UWB RTLS (ultra wideband)

Ultra-wideband (UWB) is a technology that specifically designed for indoor location applications. Today UWB is considered the golden standard for location systems with its high accuracy of 10-30cm, low power consumption and robustness in challenging environments with lots of metal. Furthermore, costs of this technology have significantly decreased in the past years due to the mass adoption of UWB technology in smartphones and vehicles. Because of this, UWB is now viable to track thousands of assets in large facilites without breaking the bank.

Learn more about UWB technology.

BLE RTLS (Bluetooth Low Energy)

Bluetooth is a well-known technology which has a wide range of (successful) applications. BLE was not initially designed for indoor positioning and is more of a by-product of the technology. The typical accuracy that can be achieved with standard BLE is around 5-10 meters. However, because the system relies on the signal strength to estimate the location, the results may vary significantly depending on the environments. Obstructions, metals, or people walking around have a strong effect on the signal strength. Regardless, BLE positioning remains very popular due to the low-cost nature of the technology.

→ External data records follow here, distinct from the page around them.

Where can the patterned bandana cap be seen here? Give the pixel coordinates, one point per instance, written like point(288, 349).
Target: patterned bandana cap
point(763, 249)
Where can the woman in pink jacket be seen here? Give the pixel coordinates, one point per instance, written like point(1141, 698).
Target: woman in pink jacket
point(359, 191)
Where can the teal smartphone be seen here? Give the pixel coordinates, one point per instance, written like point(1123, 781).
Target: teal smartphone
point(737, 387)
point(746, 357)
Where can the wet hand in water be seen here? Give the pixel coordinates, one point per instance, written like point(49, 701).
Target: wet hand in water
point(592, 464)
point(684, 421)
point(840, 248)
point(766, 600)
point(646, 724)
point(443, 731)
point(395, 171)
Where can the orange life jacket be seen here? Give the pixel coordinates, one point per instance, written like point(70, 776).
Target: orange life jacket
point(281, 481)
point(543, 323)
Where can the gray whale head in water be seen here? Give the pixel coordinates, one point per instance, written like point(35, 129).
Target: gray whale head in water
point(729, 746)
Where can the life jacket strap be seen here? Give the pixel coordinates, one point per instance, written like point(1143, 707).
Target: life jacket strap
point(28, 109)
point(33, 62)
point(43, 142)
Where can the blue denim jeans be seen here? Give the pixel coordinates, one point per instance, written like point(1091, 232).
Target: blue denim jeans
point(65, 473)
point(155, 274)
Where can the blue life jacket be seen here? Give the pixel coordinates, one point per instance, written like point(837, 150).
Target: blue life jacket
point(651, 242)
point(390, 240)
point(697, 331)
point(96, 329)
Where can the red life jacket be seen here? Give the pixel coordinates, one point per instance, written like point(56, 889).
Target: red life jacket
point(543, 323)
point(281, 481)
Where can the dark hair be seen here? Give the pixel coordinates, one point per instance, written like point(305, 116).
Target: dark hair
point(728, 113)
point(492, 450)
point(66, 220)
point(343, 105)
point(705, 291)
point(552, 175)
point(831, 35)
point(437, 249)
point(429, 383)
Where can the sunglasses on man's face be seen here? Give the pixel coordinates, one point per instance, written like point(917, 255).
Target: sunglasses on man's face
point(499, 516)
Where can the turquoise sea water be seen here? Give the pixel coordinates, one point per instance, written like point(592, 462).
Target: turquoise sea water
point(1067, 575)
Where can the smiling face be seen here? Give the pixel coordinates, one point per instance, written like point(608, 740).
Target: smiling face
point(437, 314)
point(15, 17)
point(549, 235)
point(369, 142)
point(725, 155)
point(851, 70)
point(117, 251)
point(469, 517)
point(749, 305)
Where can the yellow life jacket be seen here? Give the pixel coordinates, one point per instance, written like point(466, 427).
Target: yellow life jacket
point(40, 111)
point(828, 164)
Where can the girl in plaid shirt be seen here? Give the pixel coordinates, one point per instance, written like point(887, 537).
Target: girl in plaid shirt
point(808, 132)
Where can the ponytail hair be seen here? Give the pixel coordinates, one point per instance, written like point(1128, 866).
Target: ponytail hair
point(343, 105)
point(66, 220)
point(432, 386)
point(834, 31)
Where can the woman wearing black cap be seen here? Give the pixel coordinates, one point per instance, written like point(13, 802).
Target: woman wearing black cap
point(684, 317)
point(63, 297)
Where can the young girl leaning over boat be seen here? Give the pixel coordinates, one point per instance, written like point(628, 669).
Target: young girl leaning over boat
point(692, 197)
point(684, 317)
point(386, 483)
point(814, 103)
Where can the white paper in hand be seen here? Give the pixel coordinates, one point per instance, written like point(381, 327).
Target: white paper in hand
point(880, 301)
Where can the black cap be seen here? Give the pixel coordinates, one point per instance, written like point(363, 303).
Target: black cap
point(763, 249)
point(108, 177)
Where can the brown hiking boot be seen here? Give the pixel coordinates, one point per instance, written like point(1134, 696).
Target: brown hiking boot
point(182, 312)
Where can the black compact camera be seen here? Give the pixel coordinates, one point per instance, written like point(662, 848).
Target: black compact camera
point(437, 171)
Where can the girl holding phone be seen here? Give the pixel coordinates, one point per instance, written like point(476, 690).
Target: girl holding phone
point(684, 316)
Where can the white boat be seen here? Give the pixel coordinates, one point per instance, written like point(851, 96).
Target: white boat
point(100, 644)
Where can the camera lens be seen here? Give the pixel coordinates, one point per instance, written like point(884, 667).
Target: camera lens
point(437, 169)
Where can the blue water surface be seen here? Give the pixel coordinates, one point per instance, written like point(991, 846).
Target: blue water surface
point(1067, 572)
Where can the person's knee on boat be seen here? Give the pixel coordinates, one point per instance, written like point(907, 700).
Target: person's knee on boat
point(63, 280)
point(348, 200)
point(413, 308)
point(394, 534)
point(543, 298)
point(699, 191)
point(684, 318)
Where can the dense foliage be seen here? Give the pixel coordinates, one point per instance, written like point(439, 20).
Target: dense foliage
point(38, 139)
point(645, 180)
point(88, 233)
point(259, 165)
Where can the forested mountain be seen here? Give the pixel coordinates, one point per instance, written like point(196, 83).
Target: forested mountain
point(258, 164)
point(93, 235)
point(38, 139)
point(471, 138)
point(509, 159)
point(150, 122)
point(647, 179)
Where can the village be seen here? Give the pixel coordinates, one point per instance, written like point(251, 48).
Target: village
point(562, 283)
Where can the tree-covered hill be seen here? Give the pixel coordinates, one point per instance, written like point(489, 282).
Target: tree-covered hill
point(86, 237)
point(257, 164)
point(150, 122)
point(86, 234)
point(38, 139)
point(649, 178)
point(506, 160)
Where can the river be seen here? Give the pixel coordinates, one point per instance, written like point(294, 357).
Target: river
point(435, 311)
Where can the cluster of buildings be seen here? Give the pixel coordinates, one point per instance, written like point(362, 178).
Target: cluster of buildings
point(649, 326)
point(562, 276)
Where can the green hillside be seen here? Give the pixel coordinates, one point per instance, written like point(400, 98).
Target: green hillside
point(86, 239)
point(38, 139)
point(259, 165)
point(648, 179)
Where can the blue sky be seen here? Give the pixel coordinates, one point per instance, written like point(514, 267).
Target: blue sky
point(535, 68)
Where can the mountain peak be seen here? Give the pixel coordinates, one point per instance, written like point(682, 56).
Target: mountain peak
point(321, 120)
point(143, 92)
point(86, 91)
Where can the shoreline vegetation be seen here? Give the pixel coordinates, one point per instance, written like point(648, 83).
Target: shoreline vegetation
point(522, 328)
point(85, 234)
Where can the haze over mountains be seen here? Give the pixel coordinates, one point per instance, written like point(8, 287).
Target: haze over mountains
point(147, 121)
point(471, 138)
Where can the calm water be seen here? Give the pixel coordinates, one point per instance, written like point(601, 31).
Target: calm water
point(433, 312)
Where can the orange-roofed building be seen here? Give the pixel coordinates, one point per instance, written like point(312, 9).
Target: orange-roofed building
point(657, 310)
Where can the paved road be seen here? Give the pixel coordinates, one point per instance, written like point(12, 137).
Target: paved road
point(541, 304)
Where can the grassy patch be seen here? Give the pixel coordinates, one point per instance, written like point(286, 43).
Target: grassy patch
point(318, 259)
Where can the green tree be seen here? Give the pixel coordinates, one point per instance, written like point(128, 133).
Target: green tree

Recently, the BLE standard added BLE direction finding capability to improve positioning performance. With this method sub-meter positioning accuracy is possible. This, however, does require dedicated infrastructure and does not work with standard BLE tags without modification.

RFID (Radio Frequency indentification)

RFID is probably the most well known and most widely used technology for track-and-trace applications. With passive RFID the 'tag' can be as simple as a sticker with a small chip and antenna inside costing just a few cents, which opens up the potential to track 'everything'. However, the downside of this is that it doesn't provide real-time tracking, as the RFID tag can only be detected when being scanned by a (short-range) RFID scanner. This makes RFID technology suitable for inventory control or for certain automations, but not for finding lost assets or for location analytics. One thing to note though, is that the robustness of RFID is relatively low, and in the presence of metal, there is no guarantee that you will actually detect all RFID. For this reason, RFID is less used in industrial environments.

WiFi scanning

WiFi tracking is very similar to standard Bluetooth in the way that it also uses the signal strength of the WiFi signal to determine a position. The accuracy is typically a bit worse than BLE with 5-10m of accuracy, although performance can greatly differ between providers. Obviously the advantage here is that existing WiFi infrastructure can be used. Unfortunately, the power consumption of WiFi is much higher than for BLE or UWB. Hence, it is mostly used to track devices that already have WiFi internally (like laptops or some equipments).

Stand-alone battery-powered WiFi trackers work in a slightly different way in that they will not connect to any WiFi network, but simply sniff which networks are around. Then, this information is offloaded through the cellular network to the cloud to obtain a position using the known locations of the WiFi access points. Because of the cellular network though, these trackers require a monthly connectivity fee and are limited to a few tens of location updates per day.